I am not sure how this post is going to turn out. I am so sad right now. My insides are literally trembling. It is 7 am on a Saturday morning. I hardly slept last night, I cried a lot though. We found out yesterday at 5pm that I have Cancer...again. Hodgkins Lymphoma...again. Even though I haven't been feeling well, and through my tests we have been talking about the worst case scenario, it still hit me hard. Harder today than yesterday. We found out at 5pm yesterday. I called my parents, then I went to go teach Zumba. A great distraction.
Here is a quote from my last post: "Hard to believe that this girl, who has had more Dr appointments in the last year than I've had my entire life, can take a breather. Breathing is good. Breathe and enjoy life." Crazy the irony, because the simple act of breathing is what is hard for me right now. Literally. I have a 4 cm x 3.4 cm mass in my neck that is displacing my trachea (wind pipe) and my thyroid gland. The size of it doesn't seem as alarming as the 9cm x 13 cm mass that was in my chest last time, but when you think of putting a foreign object the size of a golf ball in your neck...that image is unsettling. You can see the anatomy of the neck in this picture, now put that golf ball at the base of the neck, right above the collarbone.
It is also shocking how fast it came on. My last scan wasn't very long ago. Apparently lymphoma isn't like most solid mass tumors that take a bit of time to grow. It only needs a few weeks.
So it is safe to say that I am in a state of shock. I just want to go on with life, not letting it affect the way I think, but it is honestly a struggle right now. I will get myself together and push forward on the path that I am on, but right now I just don't feel like being strong. I just feel sad. Understandable, I know, but I hate being sad. I don't want to let myself feel it, yet at the same time it feels so good to just let the tears flow freely.
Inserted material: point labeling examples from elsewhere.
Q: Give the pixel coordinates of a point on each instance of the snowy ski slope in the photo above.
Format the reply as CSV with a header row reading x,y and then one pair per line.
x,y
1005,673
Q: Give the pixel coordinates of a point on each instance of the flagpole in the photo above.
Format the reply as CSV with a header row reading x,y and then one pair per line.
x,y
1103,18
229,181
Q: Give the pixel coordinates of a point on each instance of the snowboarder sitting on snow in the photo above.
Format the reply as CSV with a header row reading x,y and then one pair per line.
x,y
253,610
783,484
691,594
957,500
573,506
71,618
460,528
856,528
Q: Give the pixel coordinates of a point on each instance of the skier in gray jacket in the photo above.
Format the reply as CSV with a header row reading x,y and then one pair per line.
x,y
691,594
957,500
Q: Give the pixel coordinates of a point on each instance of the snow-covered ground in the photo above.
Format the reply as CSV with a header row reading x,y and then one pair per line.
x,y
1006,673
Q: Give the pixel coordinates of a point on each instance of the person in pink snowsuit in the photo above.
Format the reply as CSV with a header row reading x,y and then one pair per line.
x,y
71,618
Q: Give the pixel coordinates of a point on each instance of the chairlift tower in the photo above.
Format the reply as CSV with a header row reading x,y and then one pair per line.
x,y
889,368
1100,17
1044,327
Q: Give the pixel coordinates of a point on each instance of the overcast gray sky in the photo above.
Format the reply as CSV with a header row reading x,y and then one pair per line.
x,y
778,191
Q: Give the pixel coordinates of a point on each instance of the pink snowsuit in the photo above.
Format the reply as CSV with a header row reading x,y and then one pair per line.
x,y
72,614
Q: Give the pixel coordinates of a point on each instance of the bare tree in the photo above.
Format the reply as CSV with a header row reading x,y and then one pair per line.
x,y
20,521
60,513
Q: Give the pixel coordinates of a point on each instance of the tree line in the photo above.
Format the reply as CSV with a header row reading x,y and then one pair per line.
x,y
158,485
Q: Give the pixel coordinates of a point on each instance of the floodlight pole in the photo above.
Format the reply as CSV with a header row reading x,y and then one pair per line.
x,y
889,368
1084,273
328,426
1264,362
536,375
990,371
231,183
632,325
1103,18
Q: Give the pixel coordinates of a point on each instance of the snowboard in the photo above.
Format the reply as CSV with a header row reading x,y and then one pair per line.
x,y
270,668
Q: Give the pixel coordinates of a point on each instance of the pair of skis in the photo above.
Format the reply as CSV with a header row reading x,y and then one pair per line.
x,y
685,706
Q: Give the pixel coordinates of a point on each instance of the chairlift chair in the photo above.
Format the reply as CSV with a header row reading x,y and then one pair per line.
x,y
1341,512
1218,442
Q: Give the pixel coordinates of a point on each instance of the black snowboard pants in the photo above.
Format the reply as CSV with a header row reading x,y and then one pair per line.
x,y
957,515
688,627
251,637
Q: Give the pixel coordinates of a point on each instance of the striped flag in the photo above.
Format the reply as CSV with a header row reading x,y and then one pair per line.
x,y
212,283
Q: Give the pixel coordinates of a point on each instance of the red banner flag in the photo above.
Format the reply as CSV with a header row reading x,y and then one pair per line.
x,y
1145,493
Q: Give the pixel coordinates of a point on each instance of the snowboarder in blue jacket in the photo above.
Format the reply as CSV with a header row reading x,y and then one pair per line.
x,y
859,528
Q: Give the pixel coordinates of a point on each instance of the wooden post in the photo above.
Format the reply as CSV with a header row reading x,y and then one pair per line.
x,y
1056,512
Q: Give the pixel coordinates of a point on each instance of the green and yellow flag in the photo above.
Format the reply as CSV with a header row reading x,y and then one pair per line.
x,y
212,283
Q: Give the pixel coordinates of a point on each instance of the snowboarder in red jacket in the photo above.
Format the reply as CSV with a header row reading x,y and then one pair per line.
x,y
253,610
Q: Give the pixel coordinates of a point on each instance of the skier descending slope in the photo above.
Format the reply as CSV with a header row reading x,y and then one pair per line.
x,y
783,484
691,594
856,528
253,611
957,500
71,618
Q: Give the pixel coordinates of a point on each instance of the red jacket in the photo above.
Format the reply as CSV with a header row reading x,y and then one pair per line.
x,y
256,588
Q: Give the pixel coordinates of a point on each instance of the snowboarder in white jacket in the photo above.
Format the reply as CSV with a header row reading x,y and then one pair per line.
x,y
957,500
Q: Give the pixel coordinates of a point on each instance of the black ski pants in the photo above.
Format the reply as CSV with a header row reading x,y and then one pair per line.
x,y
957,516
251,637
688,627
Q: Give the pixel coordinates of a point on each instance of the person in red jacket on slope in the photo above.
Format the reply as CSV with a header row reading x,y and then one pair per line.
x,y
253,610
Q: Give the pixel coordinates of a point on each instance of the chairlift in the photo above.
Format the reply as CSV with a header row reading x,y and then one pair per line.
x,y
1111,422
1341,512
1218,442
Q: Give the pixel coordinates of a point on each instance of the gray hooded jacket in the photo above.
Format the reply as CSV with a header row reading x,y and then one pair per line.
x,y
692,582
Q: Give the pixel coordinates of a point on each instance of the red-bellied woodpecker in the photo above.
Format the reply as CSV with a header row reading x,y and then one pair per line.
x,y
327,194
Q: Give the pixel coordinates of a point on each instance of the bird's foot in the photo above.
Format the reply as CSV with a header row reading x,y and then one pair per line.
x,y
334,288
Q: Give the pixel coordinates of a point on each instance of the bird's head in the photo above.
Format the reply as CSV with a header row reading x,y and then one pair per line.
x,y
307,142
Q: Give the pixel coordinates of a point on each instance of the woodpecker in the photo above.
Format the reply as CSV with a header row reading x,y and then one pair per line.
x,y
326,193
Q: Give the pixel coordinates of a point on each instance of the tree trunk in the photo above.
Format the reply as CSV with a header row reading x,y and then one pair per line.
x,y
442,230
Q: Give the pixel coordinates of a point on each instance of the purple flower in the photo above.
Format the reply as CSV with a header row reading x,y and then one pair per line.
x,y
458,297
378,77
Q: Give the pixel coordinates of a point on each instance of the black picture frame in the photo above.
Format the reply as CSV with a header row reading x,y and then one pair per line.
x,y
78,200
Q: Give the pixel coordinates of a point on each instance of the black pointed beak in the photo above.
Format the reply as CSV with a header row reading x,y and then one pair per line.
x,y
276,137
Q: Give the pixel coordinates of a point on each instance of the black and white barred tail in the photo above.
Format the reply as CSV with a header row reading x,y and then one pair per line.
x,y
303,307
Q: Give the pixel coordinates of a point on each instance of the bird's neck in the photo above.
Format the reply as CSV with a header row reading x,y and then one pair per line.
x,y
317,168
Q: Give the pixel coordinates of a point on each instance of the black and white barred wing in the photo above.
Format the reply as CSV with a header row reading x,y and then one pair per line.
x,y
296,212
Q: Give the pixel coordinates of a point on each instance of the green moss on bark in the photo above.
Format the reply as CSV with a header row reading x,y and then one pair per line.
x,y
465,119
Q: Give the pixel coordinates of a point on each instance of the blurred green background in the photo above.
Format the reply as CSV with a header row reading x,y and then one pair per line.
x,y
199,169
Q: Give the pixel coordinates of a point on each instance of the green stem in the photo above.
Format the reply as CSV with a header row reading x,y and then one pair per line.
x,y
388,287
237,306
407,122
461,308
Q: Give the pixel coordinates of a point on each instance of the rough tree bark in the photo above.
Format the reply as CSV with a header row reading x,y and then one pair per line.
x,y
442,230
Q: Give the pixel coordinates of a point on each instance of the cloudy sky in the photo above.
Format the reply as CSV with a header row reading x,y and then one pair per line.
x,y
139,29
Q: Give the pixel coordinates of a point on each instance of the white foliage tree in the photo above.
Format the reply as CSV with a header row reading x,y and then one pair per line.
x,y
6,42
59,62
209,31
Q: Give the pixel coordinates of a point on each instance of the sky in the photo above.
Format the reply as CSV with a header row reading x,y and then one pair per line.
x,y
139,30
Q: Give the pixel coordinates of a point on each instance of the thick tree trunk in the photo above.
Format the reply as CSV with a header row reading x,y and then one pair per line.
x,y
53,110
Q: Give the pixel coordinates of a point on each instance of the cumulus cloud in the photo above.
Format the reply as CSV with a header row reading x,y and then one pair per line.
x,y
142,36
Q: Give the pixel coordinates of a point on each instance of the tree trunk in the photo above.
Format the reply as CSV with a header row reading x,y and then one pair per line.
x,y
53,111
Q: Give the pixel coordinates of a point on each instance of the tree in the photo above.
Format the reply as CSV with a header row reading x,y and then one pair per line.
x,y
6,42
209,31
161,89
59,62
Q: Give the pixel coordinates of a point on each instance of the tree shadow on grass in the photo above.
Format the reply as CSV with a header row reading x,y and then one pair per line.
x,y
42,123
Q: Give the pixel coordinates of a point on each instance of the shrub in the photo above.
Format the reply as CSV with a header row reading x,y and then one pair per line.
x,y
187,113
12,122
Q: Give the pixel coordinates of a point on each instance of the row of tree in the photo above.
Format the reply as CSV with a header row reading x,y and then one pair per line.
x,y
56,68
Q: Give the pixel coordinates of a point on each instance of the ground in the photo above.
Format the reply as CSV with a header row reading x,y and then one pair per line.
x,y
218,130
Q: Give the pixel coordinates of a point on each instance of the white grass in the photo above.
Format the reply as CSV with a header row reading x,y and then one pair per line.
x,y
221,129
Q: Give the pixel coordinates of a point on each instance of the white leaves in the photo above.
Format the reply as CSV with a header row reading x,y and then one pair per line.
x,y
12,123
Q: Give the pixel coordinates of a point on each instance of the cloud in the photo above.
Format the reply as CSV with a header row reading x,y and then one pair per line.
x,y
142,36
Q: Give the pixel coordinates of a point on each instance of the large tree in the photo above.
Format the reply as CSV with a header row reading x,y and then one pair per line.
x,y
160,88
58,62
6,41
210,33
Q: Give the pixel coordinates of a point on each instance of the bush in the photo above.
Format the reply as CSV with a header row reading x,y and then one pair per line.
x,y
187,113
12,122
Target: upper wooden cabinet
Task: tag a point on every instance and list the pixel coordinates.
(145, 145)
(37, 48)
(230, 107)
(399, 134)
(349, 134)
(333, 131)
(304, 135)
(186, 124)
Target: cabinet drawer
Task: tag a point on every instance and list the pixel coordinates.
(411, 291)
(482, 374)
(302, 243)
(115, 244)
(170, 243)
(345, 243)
How can I feel terrified and hopeful at the same time? I don't know, but I do. We did this once and we can do it again. As I started writing this I wasn't sure if I'd go through with posting it. I just felt like I needed to write and vent. To get my feelings out so hopefully I can let them go, but not totally sure I was ready to share my struggles with everyone yet. As I am nearing the end of my thoughts right now I have felt my inside trembling calm down and the tears seem to be done, for now. So I am going to call a few family members and close friends that I haven't talked to yet, and then post this.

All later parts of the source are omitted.